Points importants à retenir

  • Stefano Nazzi explore des récits de crimes avec une approche détaillée et respectueuse.
  • Il met en lumière des histoires marquantes de la culture criminelle italienne.
  • Son opinion sur le traitement médiatique actuel souligne un manque de profondeur dans la narration des faits divers.
  • Le récit théâtral permet de créer un lien authentique avec le public.
  • Chaque région a ses propres histoires et défis, révélant un paysage complexe et souvent tragique.

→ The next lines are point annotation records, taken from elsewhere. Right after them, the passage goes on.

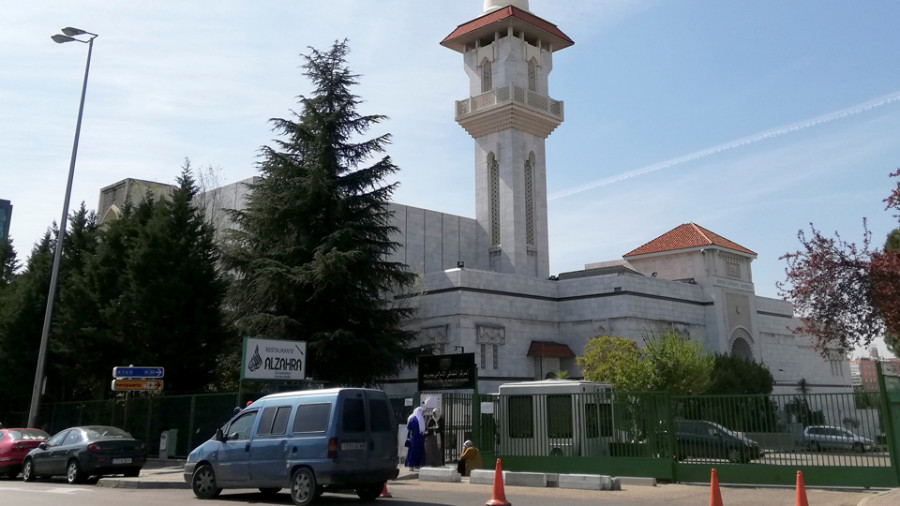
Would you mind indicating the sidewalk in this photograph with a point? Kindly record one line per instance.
(161, 473)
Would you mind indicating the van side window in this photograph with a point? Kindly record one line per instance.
(312, 418)
(273, 421)
(559, 416)
(240, 427)
(379, 416)
(353, 416)
(521, 420)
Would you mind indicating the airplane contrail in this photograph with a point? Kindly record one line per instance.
(744, 141)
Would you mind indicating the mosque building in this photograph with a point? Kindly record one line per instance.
(485, 283)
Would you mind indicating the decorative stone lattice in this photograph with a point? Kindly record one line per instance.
(532, 75)
(490, 335)
(494, 196)
(486, 76)
(490, 339)
(435, 337)
(529, 200)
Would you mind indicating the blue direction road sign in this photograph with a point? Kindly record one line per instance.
(138, 372)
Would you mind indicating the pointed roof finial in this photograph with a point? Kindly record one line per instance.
(492, 5)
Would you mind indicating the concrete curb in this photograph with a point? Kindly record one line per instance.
(139, 483)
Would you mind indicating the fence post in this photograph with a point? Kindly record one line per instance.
(190, 445)
(890, 424)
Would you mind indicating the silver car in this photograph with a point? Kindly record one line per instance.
(822, 437)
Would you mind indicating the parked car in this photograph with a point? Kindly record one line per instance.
(822, 437)
(310, 442)
(709, 440)
(91, 450)
(14, 445)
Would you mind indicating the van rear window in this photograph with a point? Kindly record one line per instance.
(273, 421)
(312, 418)
(353, 416)
(379, 416)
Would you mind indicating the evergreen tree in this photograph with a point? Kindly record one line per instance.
(733, 375)
(179, 291)
(310, 252)
(8, 262)
(72, 367)
(22, 306)
(159, 289)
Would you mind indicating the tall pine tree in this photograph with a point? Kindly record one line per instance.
(310, 252)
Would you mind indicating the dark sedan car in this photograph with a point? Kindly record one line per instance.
(14, 445)
(702, 439)
(91, 450)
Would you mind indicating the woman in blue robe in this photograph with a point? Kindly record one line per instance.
(415, 425)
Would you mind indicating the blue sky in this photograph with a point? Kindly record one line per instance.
(752, 118)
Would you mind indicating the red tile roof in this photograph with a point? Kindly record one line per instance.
(467, 32)
(548, 349)
(687, 236)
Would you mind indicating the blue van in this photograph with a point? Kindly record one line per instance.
(311, 442)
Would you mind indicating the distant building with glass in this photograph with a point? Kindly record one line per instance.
(5, 218)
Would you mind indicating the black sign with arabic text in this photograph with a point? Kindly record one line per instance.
(447, 372)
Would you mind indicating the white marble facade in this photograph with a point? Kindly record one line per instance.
(484, 283)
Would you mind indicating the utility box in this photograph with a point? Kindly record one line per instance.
(167, 441)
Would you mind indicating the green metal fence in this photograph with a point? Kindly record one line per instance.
(833, 438)
(194, 418)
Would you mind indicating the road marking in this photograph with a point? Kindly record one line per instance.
(65, 491)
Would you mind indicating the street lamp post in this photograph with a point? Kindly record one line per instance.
(70, 34)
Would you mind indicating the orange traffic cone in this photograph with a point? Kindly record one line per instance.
(715, 496)
(801, 491)
(498, 498)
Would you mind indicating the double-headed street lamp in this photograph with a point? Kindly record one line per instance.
(69, 35)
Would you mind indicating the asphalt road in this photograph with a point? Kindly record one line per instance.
(413, 492)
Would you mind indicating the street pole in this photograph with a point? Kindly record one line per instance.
(42, 353)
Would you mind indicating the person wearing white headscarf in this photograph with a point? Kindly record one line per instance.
(434, 427)
(415, 439)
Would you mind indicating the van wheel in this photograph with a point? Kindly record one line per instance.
(203, 483)
(370, 492)
(303, 486)
(73, 473)
(28, 470)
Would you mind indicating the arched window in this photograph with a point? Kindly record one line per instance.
(532, 75)
(529, 200)
(486, 76)
(741, 344)
(493, 170)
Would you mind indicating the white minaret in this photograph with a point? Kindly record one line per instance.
(508, 54)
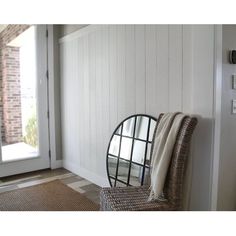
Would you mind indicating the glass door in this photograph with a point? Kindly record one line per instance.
(24, 100)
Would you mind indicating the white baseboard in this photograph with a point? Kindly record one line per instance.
(56, 164)
(84, 173)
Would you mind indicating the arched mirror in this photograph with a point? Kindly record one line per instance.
(128, 153)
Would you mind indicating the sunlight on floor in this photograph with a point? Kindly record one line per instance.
(18, 151)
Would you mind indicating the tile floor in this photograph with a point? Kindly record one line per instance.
(83, 186)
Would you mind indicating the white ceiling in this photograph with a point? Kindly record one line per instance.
(2, 27)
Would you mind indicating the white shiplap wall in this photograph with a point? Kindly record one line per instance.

En tant que journaliste, il est fascinant de voir comment certains récits, après tant d’années, peuvent encore captiver et interroger nos certitudes sur la justice et la vérité. Cela me pousse à réfléchir sur notre société actuelle, où l’information rapide semble parfois l’emporter sur la profondeur de l’enquête. Comment alors maintenir une narration enrichissante alors qu’il est si facile de céder au sensationnalisme ? Le véritable défi est d’équilibrer l’immédiateté de l’information avec l’authenticité du récit.